In these moments, of danger, Wise Men and Women must reach beyond this world for hope and trust and choose. You have to take a chance – you have to make a commitment before all the evidence is in – before the T’s are crossed and the I’s are dotted. We do not know that the Wise Men ever saw the resurrected Jesus. They did not see the Lord in his ascended glory sitting at the right hand of the Father. The home they visited was not a royal drawing room. The Virgin Mary was a young peasant girl. Joseph was a village carpenter. But led by their hungering for knowledge and truth, sustained by God’s mysterious revealing star, they took a chance: they committed themselves to a tiny child. The Wise Men took a chance and worshipped him. In moments of danger, we must make a choice. To choose the way of fear, or the way of hope. My friends, God offers the mystery of his star as a sign to give us hope and encouragement.
Finally, the story of the Wise Men and Women must be prepared to go home by another way. We really don’t know what it was like for the Wise Men when they arrived back home. In scripture, we read that God spoke to the Wise Men again through the mystery of a dream. After the shimmering splendor of the star’s light and the wonder and mystery of the new king’s birth, the world must have seemed rather mundane- like going back to work. And after all that…did it make a difference back home on Monday morning, taking out the garbage, changing the diapers, paying the bills, riding the bus, calling on the clients, planning the birthday party, and all the thousand and one things that it takes to live.
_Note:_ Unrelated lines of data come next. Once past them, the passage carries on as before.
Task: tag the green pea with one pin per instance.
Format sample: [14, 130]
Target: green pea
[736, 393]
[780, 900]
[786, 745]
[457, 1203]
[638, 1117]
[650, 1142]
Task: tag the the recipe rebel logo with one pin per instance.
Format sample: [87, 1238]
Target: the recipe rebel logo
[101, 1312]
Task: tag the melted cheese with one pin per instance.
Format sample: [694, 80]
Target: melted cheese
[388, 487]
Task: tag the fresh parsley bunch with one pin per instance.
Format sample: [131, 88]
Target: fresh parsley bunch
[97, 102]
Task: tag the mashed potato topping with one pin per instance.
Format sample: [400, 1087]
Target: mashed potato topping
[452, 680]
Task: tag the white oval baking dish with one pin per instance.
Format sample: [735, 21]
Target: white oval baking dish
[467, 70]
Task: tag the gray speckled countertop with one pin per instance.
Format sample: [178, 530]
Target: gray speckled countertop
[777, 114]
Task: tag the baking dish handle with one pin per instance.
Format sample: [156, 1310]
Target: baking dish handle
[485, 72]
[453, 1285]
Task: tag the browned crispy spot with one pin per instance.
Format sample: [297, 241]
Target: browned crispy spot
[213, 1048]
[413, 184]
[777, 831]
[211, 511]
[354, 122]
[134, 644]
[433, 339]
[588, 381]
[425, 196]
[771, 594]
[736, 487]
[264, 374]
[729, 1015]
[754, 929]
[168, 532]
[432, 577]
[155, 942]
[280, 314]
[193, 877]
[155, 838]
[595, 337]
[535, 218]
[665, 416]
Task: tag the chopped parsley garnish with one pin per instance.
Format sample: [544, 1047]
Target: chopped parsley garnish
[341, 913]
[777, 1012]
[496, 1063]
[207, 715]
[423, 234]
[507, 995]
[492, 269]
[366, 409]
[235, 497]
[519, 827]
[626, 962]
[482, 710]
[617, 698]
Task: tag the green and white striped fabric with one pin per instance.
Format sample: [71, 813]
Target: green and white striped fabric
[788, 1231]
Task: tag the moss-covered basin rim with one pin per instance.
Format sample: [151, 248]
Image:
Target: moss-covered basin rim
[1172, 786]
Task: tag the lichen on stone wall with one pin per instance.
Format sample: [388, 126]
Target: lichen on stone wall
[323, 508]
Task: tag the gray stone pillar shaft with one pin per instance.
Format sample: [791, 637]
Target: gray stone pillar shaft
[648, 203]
And what about the truly anxious moments- the doctor’s diagnosis that seems less than optimistic, the sorrow of the empty chair at your table, the marriage that is still like walking on egg shells. The message of the Wise Men is that in the painful, dark moments in life, God’s mysterious presence inspires us to discover new directions. For the Wise Men, it was about going home another way … about avoiding Herod. God used the star to reassure them on their journey. My friends, the promise of the Christmas star which led the wise men to Jesus is that God will use equally mysterious ways to inspire and encourage you- if you are open to it.
So what will be the occasion of mystery in your faith? In my mind, it is when like the Wise Men you allow yourself to be exposed to the presence of God, to be surrounded by the company of fellow believers, to be captured in prayer, to be embraced in his holy sanctuary. Most likely you will not see a guiding star rimming the horizon, nor will you be greeted by a host of angels on a hill overlooking the city. God will remain veiled to you and by his Holy Spirit and, he will tap you on the shoulder through Word and Sacraments. Not overwhelming your intellect- for then he would violate your integrity, but simply whispering into the ear of your soul and gently persuading you to have faith and to be of good courage.
It is said, that life is a journey. The Wise Men knew this truth more than others. It is my prayer this new year, that you might become more and more like the kingly Wise Men of old … searching, seeking and following the radiance and brightness of God. For at the journey’s end you too will be met by a Savior who knows you, and loves and cares for you, more than you know and love yourself, and he will offer you his overwhelming joy to comfort you all your days. Amen.